Choose a distribution key for a subset table

When you run a query, the results flow from the data slices to the SPUs to the host to the application. A query can create a table (rather than return results to the application). If you create a subset/summary table, your subset table inherits the parent table distribution key, and the subset records are created and stored locally on each data slice.

For example, perhaps you have a large table with many records and columns, and want to create a summary table from it, maybe with just one day of data, and with only some of the original columns. If the new table uses the same distribution key as the original table, then the new records will reside on the same data slices as the original table records. The system has no need to send the records to the host (and consume transmission time and host processing power). Rather, the SPUs create the records locally. The SPUs read from the same data slices and write back out to same data slices. This way of creating a table is much more efficient. In this case, the SPU is basically communicating with only its data slices.

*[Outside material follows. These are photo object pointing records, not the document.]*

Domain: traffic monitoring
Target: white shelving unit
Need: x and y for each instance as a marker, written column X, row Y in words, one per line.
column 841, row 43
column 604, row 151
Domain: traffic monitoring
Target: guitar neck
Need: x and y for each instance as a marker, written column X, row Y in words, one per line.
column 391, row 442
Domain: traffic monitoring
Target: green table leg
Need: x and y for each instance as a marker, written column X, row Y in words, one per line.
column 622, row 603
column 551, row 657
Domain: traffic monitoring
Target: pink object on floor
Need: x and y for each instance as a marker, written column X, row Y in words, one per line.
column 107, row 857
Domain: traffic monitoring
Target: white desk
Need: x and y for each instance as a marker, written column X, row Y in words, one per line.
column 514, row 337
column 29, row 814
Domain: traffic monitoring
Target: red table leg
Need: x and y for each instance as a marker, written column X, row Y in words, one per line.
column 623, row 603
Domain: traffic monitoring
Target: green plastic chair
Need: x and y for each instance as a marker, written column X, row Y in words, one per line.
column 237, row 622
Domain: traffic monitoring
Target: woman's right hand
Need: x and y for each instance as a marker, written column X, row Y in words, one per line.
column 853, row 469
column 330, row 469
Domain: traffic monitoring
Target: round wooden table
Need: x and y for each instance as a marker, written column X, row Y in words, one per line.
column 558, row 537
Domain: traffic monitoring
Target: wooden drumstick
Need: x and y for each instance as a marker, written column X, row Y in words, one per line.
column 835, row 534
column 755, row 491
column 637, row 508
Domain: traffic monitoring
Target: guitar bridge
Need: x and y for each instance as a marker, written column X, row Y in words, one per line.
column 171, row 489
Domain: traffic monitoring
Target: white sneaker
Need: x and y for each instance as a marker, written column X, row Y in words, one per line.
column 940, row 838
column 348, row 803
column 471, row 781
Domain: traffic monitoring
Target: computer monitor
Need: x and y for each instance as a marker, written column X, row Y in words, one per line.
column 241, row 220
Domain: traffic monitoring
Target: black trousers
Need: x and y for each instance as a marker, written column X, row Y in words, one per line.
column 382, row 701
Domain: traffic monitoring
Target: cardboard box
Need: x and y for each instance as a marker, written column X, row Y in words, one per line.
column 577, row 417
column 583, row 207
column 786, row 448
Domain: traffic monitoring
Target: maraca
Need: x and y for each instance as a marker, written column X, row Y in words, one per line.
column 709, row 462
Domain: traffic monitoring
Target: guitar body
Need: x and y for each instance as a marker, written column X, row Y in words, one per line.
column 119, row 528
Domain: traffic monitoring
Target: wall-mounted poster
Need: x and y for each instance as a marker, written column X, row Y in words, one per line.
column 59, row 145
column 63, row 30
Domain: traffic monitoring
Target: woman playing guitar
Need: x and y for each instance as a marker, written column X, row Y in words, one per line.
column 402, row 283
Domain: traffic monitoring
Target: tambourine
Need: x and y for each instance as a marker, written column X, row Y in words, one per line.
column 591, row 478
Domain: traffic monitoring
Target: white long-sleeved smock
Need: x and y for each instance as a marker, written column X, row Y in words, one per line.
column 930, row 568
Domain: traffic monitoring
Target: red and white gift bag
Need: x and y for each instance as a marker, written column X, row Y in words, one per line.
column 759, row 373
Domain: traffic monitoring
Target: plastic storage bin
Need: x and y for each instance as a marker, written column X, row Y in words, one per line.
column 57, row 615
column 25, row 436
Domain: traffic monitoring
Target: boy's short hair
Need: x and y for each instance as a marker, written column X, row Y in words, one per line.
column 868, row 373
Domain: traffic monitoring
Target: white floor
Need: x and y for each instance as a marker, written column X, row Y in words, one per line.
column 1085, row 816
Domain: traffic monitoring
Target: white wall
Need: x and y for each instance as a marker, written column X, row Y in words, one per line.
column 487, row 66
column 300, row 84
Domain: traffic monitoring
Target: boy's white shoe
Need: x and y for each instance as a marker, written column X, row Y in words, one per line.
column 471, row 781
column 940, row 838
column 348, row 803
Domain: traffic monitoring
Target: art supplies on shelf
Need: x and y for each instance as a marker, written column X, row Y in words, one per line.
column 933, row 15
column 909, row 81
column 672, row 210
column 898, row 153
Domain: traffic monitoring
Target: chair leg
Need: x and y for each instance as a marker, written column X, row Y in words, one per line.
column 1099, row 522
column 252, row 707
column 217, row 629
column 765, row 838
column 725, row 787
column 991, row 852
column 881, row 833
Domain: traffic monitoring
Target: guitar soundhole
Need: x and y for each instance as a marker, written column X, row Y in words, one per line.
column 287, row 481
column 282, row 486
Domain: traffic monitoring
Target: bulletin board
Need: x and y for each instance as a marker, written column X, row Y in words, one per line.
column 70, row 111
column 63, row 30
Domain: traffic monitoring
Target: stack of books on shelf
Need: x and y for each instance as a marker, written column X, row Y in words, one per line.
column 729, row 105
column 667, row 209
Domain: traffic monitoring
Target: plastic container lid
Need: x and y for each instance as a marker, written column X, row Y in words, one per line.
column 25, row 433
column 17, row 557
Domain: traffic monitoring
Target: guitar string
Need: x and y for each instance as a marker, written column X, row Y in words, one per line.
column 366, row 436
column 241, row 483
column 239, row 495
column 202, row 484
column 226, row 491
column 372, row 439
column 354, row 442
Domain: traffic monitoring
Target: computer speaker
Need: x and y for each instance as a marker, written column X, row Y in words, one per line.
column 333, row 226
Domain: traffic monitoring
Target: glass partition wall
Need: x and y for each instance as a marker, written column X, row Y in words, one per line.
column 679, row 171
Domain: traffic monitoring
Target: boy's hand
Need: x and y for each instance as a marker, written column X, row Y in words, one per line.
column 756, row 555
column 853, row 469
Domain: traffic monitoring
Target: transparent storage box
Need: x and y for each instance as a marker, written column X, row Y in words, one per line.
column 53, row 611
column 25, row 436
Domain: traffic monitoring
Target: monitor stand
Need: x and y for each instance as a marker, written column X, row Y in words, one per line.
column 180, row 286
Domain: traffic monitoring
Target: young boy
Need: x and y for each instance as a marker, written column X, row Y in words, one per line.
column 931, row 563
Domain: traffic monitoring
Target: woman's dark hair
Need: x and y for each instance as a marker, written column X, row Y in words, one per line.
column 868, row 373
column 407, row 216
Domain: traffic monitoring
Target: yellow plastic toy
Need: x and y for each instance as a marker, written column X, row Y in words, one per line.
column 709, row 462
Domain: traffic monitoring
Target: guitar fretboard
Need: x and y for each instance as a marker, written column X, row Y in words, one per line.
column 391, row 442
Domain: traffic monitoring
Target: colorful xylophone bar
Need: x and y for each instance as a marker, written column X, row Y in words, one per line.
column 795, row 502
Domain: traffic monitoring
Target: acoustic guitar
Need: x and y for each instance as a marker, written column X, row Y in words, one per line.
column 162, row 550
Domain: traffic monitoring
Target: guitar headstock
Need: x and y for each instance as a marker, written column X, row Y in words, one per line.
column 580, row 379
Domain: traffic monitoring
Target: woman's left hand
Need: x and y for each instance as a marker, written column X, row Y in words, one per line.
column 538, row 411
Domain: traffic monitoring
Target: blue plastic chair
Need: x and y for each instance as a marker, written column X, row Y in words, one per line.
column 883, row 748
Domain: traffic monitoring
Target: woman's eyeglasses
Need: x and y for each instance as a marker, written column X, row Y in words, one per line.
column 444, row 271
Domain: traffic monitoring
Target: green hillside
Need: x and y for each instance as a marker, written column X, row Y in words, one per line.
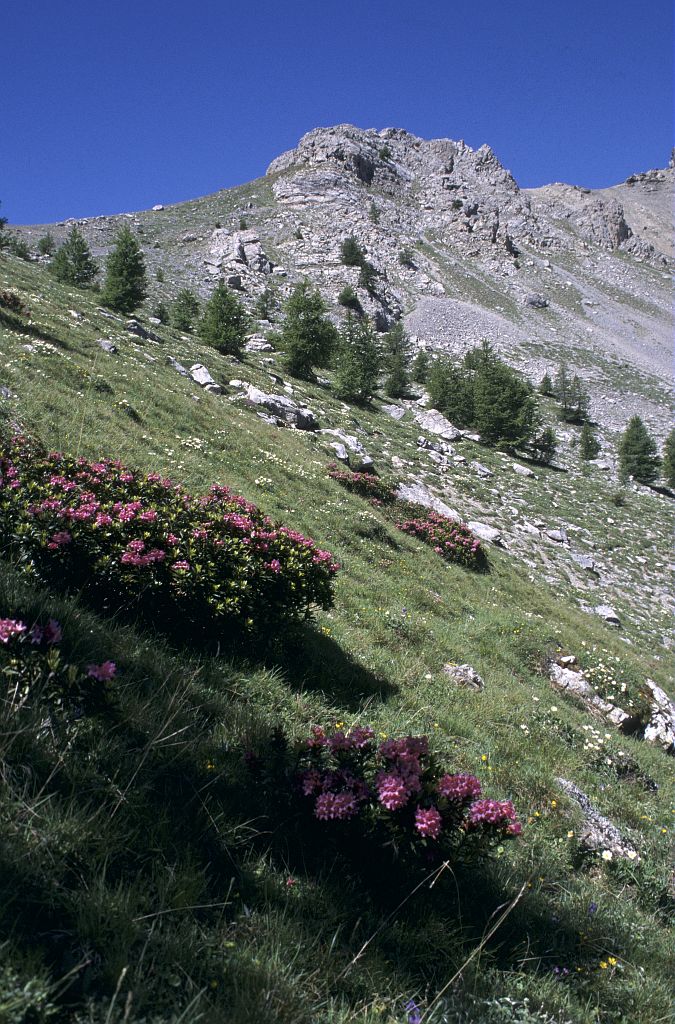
column 154, row 864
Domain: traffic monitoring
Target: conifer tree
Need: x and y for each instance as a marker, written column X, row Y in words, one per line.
column 637, row 454
column 669, row 460
column 184, row 309
column 420, row 367
column 395, row 354
column 589, row 445
column 357, row 361
column 307, row 336
column 73, row 263
column 224, row 322
column 124, row 288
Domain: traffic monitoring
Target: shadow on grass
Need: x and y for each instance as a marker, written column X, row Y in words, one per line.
column 314, row 662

Choosing the same distribution key causes the system to create the table local to each data slice (reading from the original table, writing to the new table).

create [ temporary | temp ] TABLE table_name [ (column [, ...] ) ]
as select_clause [ distribute on ( column [, ...] ) ];

When you create a subset table or temp table, you do not specify a new distribution key or distribution method. Instead, allow the new table to inherit the distribution key of the parent table. This avoids the extra data distribution that can occur because of the non-match of inherited and specified keys.